Presently he heard a sound, the whining of the elevator, and smiled. Johnny stepped out to the porter's desk with a friendly nod.
"Good evening. Captain," said the porter with a broad grin. "Glad to see you back, sir. I wasn't here last night when you came in. Hope you haven't had too bad a time in the country?"
"Abroad, my dear fellow, abroad," murmured the other reproachfully, and the porter chuckled. "Same old crowd, I suppose?"
"Same old bolt down the fire-escape when the 'busies' call—or have you got all the 'busies 'straightened?"
"I don't think there's much trouble, sir," said the porter. "We often have a couple of those gentlemen in here to dinner. The club's very convenient sometimes. I shouldn't think they'll ever shut us up."
"I shouldn't think so, either," said Johnny. "Which of the 'busies' do you get?"

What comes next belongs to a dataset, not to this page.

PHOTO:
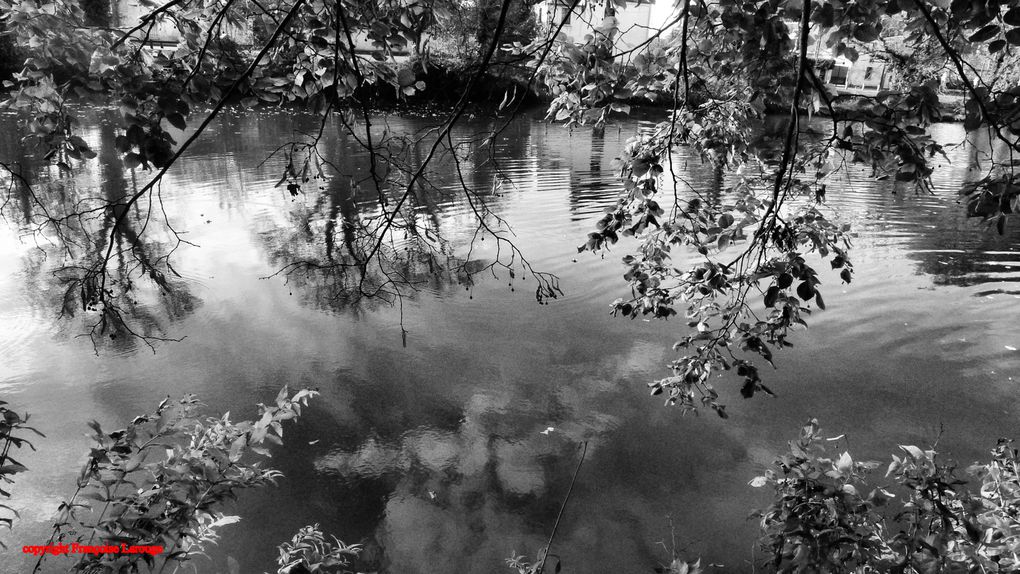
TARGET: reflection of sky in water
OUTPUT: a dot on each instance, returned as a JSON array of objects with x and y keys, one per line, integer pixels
[{"x": 432, "y": 455}]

"Well, sir, we get Mr. Craig, and—once we had that Reeder. He came here alone, booked a table and came alone! Can you beat it? Came and had his dinner, saw nobody and went away again. I don't think he's right up there "—he tapped his forehead significantly. "Anything less like a 'busy' I've never seen."
"I don't know whether he is a detective," said Johnny carelessly. "From all I've heard, he has nothing whatever to do with the police."
"Private, is he?" said the other in a tone of disappointment.
"Not exactly private. Anyway," with a smile, "he's not going to bother you or our honourable members. Anybody here?"
The porter looked to left and right, and lowered his voice.
"A certain person you know is here," he said meaningly.
"It would be a funny club if there wasn't somebody I knew," he said. "Don't worry about me; I'll find a little corner for myself… ."
Jeff looked at his watch; it was a quarter to ten, and he glanced up at the light; catching a glimpse of himself in the mirror of the buffet, was satisfied.
Room 13! And Marney was his wife! The blood surged up into his face, gorging the thick veins in his temples at the thought. She should pay! He had helped the old man, as he would help him in any graft, but he had never identified himself so completely with the plan as he did at that moment.
"Put her down to the earth," had said Emanuel, and by God he would do it. As for Johnny Gray… .
The door opened stealthily, and a hand came in, holding a Browning. He heard the creak of the door but did not look round, and then: "Bang!"
Once the pistol fired. Jeff felt a sharp twitch of pain, exquisite, unbearable, and fell forward on his knees.
Twice he endeavoured to rise, then with a groan fell in a huddled heap, his head in the empty fireplace.